Kanma’s water supply is as sparse as its food. Mount Elimbari’s streams are drying up – and here, at the end of Gun-Beroma Road, a mere trickle piped out from a spring must provide for 270 people.
Villagers complain of “small red snakes” in the water and of sickness afflicting those who drink it.
A hundred metres east up the hill, the small village of Odinoma rests on a slope to the left of the road. On the lip of the bluff sits Gima Hebe with her two grandchildren.
She has been trying to sell fried flour balls to passersby since 7.00am, without luck.
Meteorologists are cautious not to link the drought to climate change, but while long temperature records for the Highlands don’t exist, some studies report they are one degree hotter than 30 years ago.
More compellingly, says Karl Braganza, manager of Climate Monitoring at Australia’s Bureau of Meteorology, the glaciers around Puncak Jaya in West Papua – part of the same mountain range that runs east-west across the island of New Guinea – are rapidly disappearing, a strong indicator of warming in the PNG Highlands more generally.
Temperature change in the Highlands is also visible as lower-altitude trees like coconuts bear fruit in places they didn’t before, and lower-altitude diseases, like malaria, become more prevalent.
The PNG government appears keen to control the response to this unfolding disaster, without outside help.
However, their controversial decision to place responsibility for drought relief with members of parliament has been criticised as a cynical ploy designed to curry voter favour before the 2017 election.
Some say the government’s effort has also been fraught with inefficiency, as competent assessments provided by the National Disaster Centre don’t always make it through the poor lines of communication between national, provincial and district governments.
Delivering food supplies out from main centres to the remote locations remains a costly challenge. And, ironically, it’s precisely when the rains begin that death rates soar.
“When the rains really start they wash a whole bunch of stuff into the rivers, which just really destroys the water quality,” says CARE’s emergency response coordinator Blossum Gilmour.
“As people get weaker, and their immune systems get weakened by the lack of food, they’re more vulnerable to things like diarrheal outbreaks.”
Everywhere there are signs that traditional mechanisms for coping are crumbling under some of the driest conditions in a hundred years.
Families struggling to look after immediate kin are leaving the elderly and infirm to fend for themselves.
Bulb onion farmer Henry Wai, from Maramun village, two kilometres east of Kanma, says that with the struggle to keep immediate family alive, widows, widowers, and childless adults like Kaupa Bani are left behind.
Wai, 32, belongs to a cooperative of 65 farmers that lost around 80 per cent of this year’s crop due to the drought.
“Every day it’s a nightmare for these people to put food on the table,” says Chris Suya, a post-harvest officer with the Fresh Produce Development Agency, whose job it was to oversee the farm-to-market distribution of this first bulb onion crop for the farmers.
Wai’s cousin, Max Soa, 43, also a member of the Maramun cooperative known as Yori Aura Model Farm, explains that they were relying on their first bulb onion crop as their other crops were “seared by the sun”.

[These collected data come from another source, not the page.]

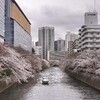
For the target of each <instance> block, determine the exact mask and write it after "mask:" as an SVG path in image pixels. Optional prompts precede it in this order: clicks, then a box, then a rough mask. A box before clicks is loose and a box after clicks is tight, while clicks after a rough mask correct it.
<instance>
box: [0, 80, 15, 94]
mask: <svg viewBox="0 0 100 100" xmlns="http://www.w3.org/2000/svg"><path fill="white" fill-rule="evenodd" d="M14 84H15V82H11V81H10V82H9V83H8V84H7V83H6V82H5V80H3V79H1V80H0V93H2V92H3V91H5V90H6V89H8V88H9V87H11V86H12V85H14Z"/></svg>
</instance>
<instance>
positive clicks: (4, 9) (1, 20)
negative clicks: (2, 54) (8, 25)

In a desperate effort to save even 20 per cent of their crop, whole families – men, women and children – twice daily lugged water from Maramun’s last remaining water source, up a steep incline to the collective’s 44 plots.
For Soa, his wife, sons and daughter, this meant eight back-breaking trips with 20-litre water containers.

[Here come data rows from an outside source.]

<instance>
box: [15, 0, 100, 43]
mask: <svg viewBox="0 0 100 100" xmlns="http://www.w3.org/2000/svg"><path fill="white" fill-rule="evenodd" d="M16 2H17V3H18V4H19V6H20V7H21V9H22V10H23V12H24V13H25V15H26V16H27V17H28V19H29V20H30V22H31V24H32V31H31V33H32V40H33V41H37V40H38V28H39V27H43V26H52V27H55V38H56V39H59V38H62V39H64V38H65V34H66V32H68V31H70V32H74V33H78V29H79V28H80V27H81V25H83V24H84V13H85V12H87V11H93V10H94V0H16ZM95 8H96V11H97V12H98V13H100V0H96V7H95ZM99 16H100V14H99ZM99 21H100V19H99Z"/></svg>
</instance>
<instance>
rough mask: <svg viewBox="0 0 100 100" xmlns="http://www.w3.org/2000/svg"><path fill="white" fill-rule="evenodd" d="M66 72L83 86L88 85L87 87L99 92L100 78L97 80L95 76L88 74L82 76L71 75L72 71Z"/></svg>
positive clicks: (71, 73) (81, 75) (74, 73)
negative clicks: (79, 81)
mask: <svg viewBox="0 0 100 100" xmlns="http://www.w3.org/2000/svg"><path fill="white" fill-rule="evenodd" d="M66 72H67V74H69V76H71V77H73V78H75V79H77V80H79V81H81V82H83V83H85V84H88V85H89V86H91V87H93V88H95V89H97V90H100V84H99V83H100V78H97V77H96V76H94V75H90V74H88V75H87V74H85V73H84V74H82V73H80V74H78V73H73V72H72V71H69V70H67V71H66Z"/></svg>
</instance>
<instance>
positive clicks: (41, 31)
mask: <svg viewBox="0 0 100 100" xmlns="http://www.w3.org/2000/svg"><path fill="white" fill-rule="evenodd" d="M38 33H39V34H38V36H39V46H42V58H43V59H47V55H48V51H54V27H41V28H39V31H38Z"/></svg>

“We did not expect this sun,” says Soa. “We did not.”
Those bulb onion plots, in which the Yori Aura farmers invested so much hope, were often tended at the expense of their own food gardens.
The drought was a double whammy for these remote farmers trying to shift from subsistence farming to a more cash-focused economy.
“The way out of drought is to buy your way out,” says Kanua, the agronomist and soil scientist, “to have cash in the bank.”
At the opposite end of Maramun from the bulb onion farm, elderly widow Sarah Marome lives with her two farmer sons Gideon and Soa.
Gideon’s wife died in 2013, leaving behind four young children. Soa is crippled by constant leg pain and fits.
Not long after daybreak, Marome weeds the flourishing garden she painstakingly planted after rain six weeks ago.
She has bet on a single garden – the only garden that she has. Before she goes, she cooks a breakfast of small sweet potatoes for her grandchildren. But like so many mornings since the drought hit, she does not eat herself.
For the most vulnerable, like Marome in Maramun and Kaupa Bani in Kanma village, the wait for food security is a precarious one.
“I live as long as the day I live,” old Kaupa Bani says.